Event ID tracking – Maintain a record of every event ID you've processed. Before processing an event, check if its ID is in your processed set. For space-efficient tracking, you can use Bloom filters for probabilistic membership testing or capped tables that automatically remove old entries. This works especially well when combined with transactional processing, where you store the processed event ID in the same transaction as the business effect.

Natural business keys – Often, the domain itself tells you whether an event has already been applied. If you receive a "BookBorrowed" event for a book that's already marked as borrowed, you know this is a duplicate. This is elegant and efficient, but requires careful thinking about your domain model and state transitions.

State machine design – Structure your domain entities as state machines where transitions are explicitly defined and inherently idempotent. If you receive the same event twice, the state machine simply recognizes that the transition has already occurred and remains in the current state. The transition "confirmed → confirmed" is valid and safe.

In practice, you'll often combine these patterns. The key is to design for idempotence from the beginning, not to retrofit it later when duplicates cause production incidents.

Embrace the Truth

Exactly-once delivery is impossible in distributed systems. This isn't a limitation of current technology – it's a fundamental property of asynchronous communication between independent components that can fail independently. The Two Generals Problem proved this in 1975, and the proof still holds.

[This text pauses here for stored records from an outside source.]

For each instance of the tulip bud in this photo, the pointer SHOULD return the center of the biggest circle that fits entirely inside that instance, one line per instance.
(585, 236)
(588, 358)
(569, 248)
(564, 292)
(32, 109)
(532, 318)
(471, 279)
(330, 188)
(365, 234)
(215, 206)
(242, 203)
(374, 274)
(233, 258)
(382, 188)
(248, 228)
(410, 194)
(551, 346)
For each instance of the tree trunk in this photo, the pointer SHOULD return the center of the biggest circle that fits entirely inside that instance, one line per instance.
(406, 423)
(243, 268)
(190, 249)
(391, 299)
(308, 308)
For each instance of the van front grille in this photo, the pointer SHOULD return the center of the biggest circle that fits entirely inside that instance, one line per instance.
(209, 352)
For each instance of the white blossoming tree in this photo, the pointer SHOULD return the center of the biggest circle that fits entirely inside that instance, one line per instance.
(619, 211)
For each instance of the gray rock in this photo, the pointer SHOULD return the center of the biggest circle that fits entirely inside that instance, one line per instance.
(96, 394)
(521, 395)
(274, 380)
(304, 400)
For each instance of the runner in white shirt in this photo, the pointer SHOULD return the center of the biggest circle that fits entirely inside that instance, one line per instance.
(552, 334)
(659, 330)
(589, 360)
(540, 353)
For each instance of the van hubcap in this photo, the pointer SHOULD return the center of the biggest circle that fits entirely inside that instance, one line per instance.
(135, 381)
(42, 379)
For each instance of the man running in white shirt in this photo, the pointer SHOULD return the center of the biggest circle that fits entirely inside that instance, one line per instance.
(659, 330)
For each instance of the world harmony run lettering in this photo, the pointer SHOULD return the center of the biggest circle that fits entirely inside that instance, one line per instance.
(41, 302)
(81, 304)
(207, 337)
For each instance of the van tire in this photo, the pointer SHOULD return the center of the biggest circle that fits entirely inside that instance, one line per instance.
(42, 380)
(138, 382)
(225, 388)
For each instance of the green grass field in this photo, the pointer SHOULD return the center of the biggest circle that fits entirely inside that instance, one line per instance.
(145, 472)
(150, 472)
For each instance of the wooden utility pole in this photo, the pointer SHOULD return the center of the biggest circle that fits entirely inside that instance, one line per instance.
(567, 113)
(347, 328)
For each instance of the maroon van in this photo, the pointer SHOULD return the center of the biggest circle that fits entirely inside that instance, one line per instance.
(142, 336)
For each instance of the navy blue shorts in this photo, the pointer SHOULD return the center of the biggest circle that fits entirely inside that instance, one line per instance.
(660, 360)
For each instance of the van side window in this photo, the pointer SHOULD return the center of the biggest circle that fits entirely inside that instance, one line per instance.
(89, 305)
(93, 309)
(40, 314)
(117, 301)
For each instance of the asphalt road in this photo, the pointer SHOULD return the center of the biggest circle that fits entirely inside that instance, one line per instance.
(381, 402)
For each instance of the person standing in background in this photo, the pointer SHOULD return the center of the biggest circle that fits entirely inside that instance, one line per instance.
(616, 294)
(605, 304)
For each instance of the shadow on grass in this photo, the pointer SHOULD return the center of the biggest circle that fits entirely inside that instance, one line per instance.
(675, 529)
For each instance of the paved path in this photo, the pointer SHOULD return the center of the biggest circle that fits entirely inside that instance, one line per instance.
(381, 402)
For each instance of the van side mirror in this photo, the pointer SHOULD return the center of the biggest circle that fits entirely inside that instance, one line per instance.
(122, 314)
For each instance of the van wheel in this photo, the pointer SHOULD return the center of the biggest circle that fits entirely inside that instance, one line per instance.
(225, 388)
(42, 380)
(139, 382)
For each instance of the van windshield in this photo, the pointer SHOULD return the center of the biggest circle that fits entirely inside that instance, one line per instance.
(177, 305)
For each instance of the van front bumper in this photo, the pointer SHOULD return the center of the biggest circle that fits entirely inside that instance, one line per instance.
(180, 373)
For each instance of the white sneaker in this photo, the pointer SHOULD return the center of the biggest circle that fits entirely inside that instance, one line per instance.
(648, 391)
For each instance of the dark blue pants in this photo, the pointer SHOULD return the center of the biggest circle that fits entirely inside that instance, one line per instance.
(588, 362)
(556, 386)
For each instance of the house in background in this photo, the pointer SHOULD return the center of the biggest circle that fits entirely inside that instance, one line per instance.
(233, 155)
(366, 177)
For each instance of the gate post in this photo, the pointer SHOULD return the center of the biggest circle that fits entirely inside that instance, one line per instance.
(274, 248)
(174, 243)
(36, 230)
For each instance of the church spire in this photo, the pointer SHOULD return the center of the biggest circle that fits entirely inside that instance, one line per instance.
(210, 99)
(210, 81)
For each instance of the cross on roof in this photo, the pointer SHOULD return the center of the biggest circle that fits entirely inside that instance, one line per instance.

Exactly-once processing is possible, but only within narrow transactional boundaries. For the vast majority of distributed systems, the honest solution is at-least-once delivery combined with idempotent processing, giving you effectively-once semantics. Messages are delivered reliably, retried if necessary, and your handlers are designed to recognize and skip duplicates.

Event sourcing makes this pattern natural. Events are immutable facts with unique identifiers. Event handlers check whether they've already processed a given event ID. EventSourcingDB provides the tools you need: preconditions to make writes safe to retry, lowerBound controls to let you choose at-most-once or at-least-once semantics when observing, and a foundation that makes idempotent processing straightforward to implement. You can read more about the overall approach in the consistency guarantees documentation.

The next time someone promises you exactly-once delivery, ask them what they really mean. Chances are, they mean effectively-once through idempotence, which is honest and achievable. And if they truly mean exactly-once delivery across distributed systems, they're either redefining terms, making assumptions that won't hold in production, or selling something that doesn't exist.

Build for reality, not for marketing slogans. Design your systems to handle the messiness of networks, the inevitability of retries, and the reality of duplicates. Make your operations idempotent. Test with chaos. Be transparent about trade-offs. The result will be more robust, more honest, and more reliable than any system built on the myth of exactly-once delivery.